One other condition, known as hypertrichosis is another cause of excess body hair, and can affect both men and women. This condition is not related to hormones but can be caused by other factors including:
- Being born to a mother who drank alcohol, or used medications such as diphenylhydantoin, minoxidil, danazol, or corticosteroids during pregnancy
- Chronic inflammation of the skin such as eczema
- Anorexia Nervosa and Bulimia, along with any other type of malnutrition,
- Spina Bifida, or
- Skin moles
Effect on self-esteem
"One client had excess facial hair under her chin," says Tanya Burton from the Australian Laser Clinic, "When she first came in it was a hot day and she was wearing a sweater. She wouldn't look at me and mostly kept her head down."
All experts agree that excess body hair can have a profound affect on a person's body image, confidence and self-esteem. Many women become distressed when they discover hair around their breasts, under their chin, on their lower back or buttocks. This level of distress can inhibit people from socialising, enjoying life and forming relationships.

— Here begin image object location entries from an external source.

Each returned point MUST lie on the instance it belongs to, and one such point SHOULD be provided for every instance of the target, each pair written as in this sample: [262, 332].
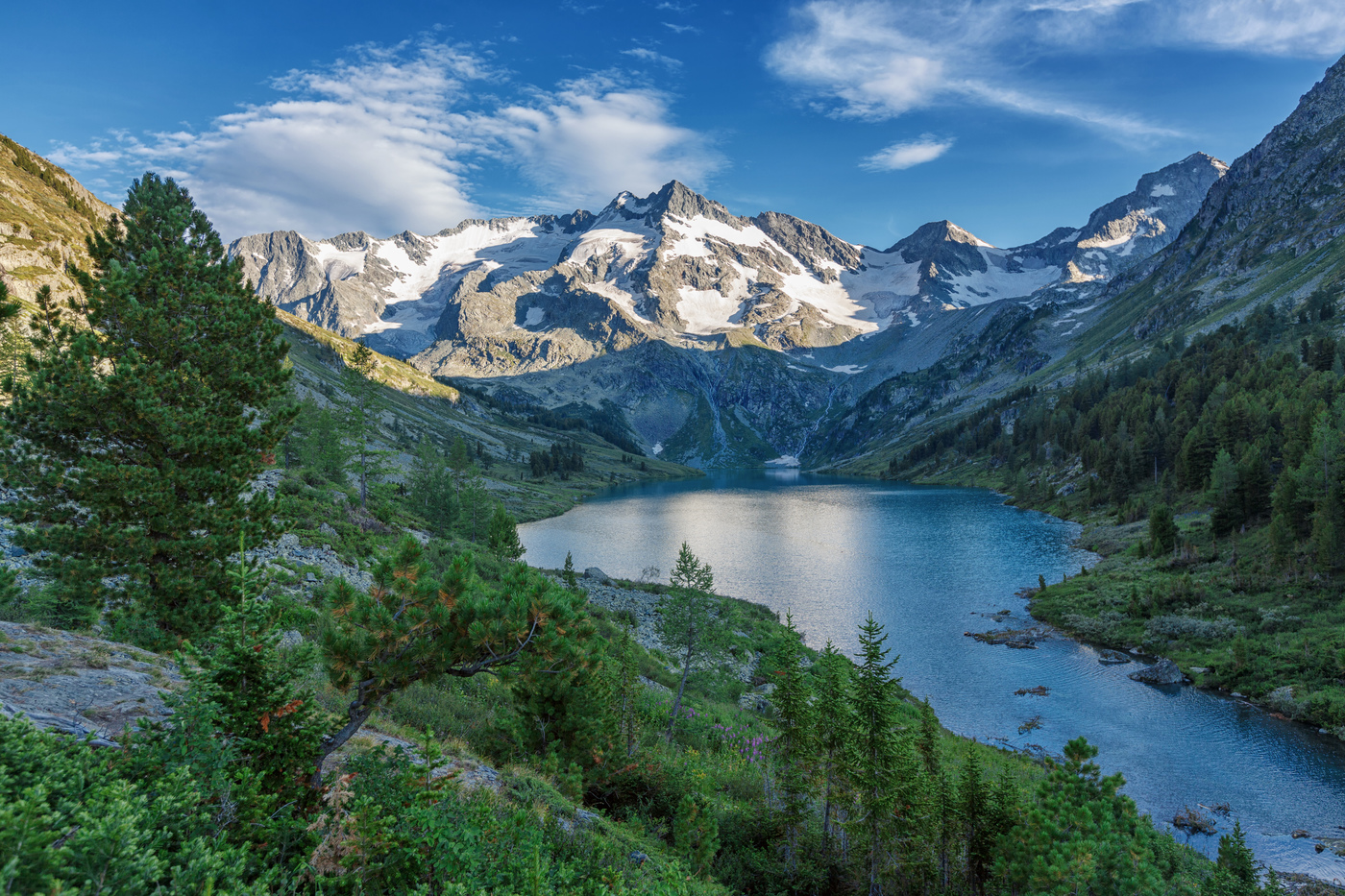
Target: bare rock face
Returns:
[1278, 201]
[81, 685]
[1165, 671]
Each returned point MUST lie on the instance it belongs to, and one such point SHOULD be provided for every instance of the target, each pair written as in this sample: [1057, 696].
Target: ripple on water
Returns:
[923, 560]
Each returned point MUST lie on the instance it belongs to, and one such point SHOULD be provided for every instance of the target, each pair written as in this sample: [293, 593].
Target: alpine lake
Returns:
[934, 563]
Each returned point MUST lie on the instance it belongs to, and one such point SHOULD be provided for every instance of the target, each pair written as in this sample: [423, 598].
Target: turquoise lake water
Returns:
[931, 563]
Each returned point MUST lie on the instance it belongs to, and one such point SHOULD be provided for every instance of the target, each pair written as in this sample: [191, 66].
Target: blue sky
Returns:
[1009, 117]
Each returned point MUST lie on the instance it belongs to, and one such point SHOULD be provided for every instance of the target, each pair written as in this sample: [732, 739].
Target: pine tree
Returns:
[1080, 835]
[685, 619]
[696, 833]
[501, 536]
[11, 338]
[557, 693]
[836, 739]
[974, 811]
[877, 761]
[268, 714]
[319, 443]
[1162, 530]
[1237, 871]
[623, 691]
[409, 627]
[794, 744]
[568, 572]
[140, 425]
[927, 740]
[475, 505]
[432, 489]
[360, 420]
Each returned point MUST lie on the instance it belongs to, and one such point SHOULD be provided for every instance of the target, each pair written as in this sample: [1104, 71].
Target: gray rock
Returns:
[755, 702]
[81, 685]
[1165, 671]
[598, 574]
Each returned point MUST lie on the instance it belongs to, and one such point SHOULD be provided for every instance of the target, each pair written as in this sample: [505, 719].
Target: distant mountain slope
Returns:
[1268, 234]
[513, 295]
[44, 217]
[1267, 231]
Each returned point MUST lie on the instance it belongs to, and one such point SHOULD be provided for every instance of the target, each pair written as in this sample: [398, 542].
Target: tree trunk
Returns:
[676, 702]
[358, 712]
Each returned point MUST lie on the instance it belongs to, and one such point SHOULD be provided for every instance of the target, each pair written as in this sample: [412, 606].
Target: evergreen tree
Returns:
[568, 572]
[1080, 835]
[874, 698]
[623, 691]
[11, 338]
[686, 619]
[927, 740]
[836, 740]
[794, 744]
[1162, 530]
[1236, 872]
[475, 503]
[271, 718]
[138, 425]
[696, 833]
[1224, 494]
[501, 536]
[319, 443]
[432, 489]
[557, 688]
[409, 627]
[360, 420]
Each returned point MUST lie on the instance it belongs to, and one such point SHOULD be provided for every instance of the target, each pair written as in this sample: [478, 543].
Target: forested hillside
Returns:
[333, 736]
[1233, 451]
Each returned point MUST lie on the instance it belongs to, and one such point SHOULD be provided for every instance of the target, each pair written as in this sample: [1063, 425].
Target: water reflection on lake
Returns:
[927, 560]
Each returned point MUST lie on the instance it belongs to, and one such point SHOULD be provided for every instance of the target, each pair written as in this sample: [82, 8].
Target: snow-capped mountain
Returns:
[514, 295]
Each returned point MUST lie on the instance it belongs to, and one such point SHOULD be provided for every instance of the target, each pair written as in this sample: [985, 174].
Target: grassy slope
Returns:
[416, 403]
[1290, 626]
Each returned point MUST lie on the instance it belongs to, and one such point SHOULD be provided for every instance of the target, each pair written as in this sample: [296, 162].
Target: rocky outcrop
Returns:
[1163, 671]
[533, 301]
[44, 218]
[80, 685]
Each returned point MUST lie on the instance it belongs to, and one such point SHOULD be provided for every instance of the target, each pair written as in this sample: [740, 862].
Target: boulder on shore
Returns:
[598, 574]
[1165, 671]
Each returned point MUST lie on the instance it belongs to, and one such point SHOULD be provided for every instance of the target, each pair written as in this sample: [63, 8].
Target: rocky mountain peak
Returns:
[944, 244]
[679, 201]
[809, 242]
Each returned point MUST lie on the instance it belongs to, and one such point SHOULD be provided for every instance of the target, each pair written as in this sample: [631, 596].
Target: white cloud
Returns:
[648, 56]
[363, 144]
[1275, 27]
[907, 155]
[878, 60]
[595, 137]
[387, 141]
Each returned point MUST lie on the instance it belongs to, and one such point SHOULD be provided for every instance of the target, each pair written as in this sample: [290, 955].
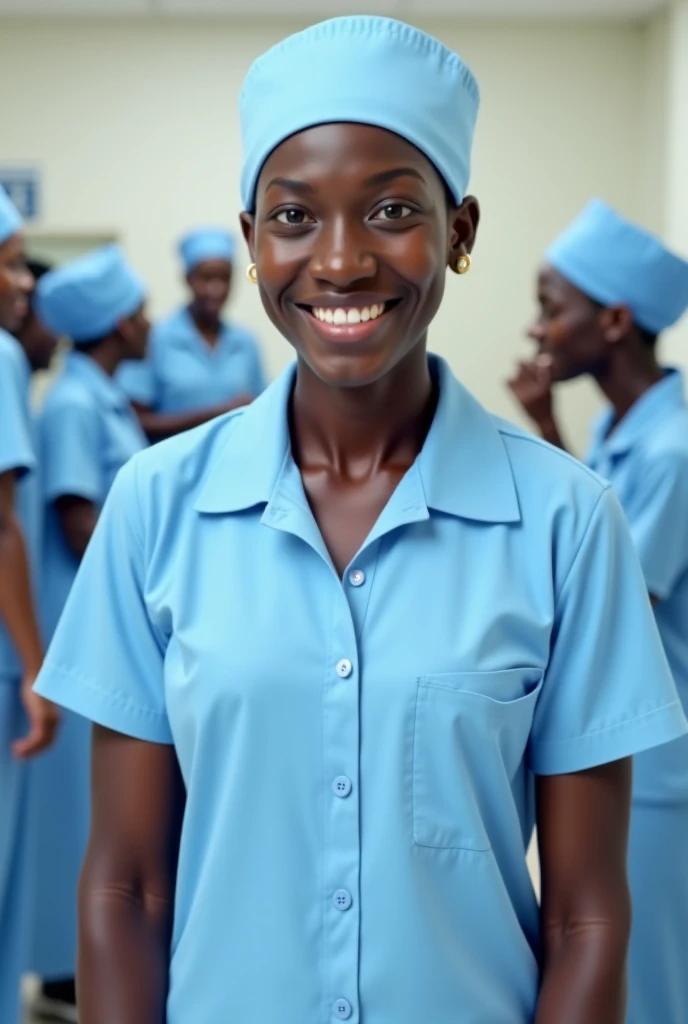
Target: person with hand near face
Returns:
[28, 723]
[87, 431]
[199, 366]
[606, 292]
[338, 629]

However there is good news for those who suffer hirsutism or hypertrichosis. Various types of treatment, ranging from waxing, bleaching, laser therapy, electrolysis and hormone therapy are at hand.
Types of treatment:
Electrolysis uses electrical currents that cause a heat reaction with each individual hair gradually weakening them. It can be a slow process but the treatment will eventually destroy hair growth cells in the base of the follicle.
As far as side effects go, as long as you attend a professional clinic the only after effect will be a reddening of the skin around the treated area, which should calm down within an hour.
According to Katherine Stiric from the City Electrolysis Centre in Sydney, electrolysis can cause a slight stinging or burning sensation. However most people's reactions vary, in the same way they vary to having their ears pierced. Most though say the amount of pain is similar to that experienced when waxing.
Laser therapy works by employing a laser made up of red light, which is not harmful to the skin like UV light, and strips the hair of its pigment and then causes a heat reaction with the hair that destroys it down to the follicle. However laser therapy only works on dark hair and will have no effect on grey, white, or very blonde hair.
Hair must also be in the 'active growth phase' for the therapy to be successful. A treatment can be applied to the hair to help it enter a growth phase, before the therapy is conducted.
Laser therapy can cause some side effects, such as redness, and in some cases grazing, scabbing, or pigmentation of the skin. However these more severe side effects only occur on people with dark or sun-tanned skin.
Pain is also similar to that of electrolysis, but an anaesthetic cream can be applied to help numb the treated area.
Laser therapy is also much quicker than electrolysis, which in some cases, such as a hairy back, can take months of treatment.
Are usually prescribed for women with polycystic ovary syndrome or other conditions related to a hormone imbalance, such as acne. According to a study done in 1998 by endocrinologist Dr Warren Kidson, oral contraceptives work by suppressing hormones that stimulate hair follicle growth.
The oral contraceptive most commonly used for PCOS and acne in young women is Diane-35.
If you are worried about excess hair it is generally best to consult your doctor for advice before seeking other forms of treatment.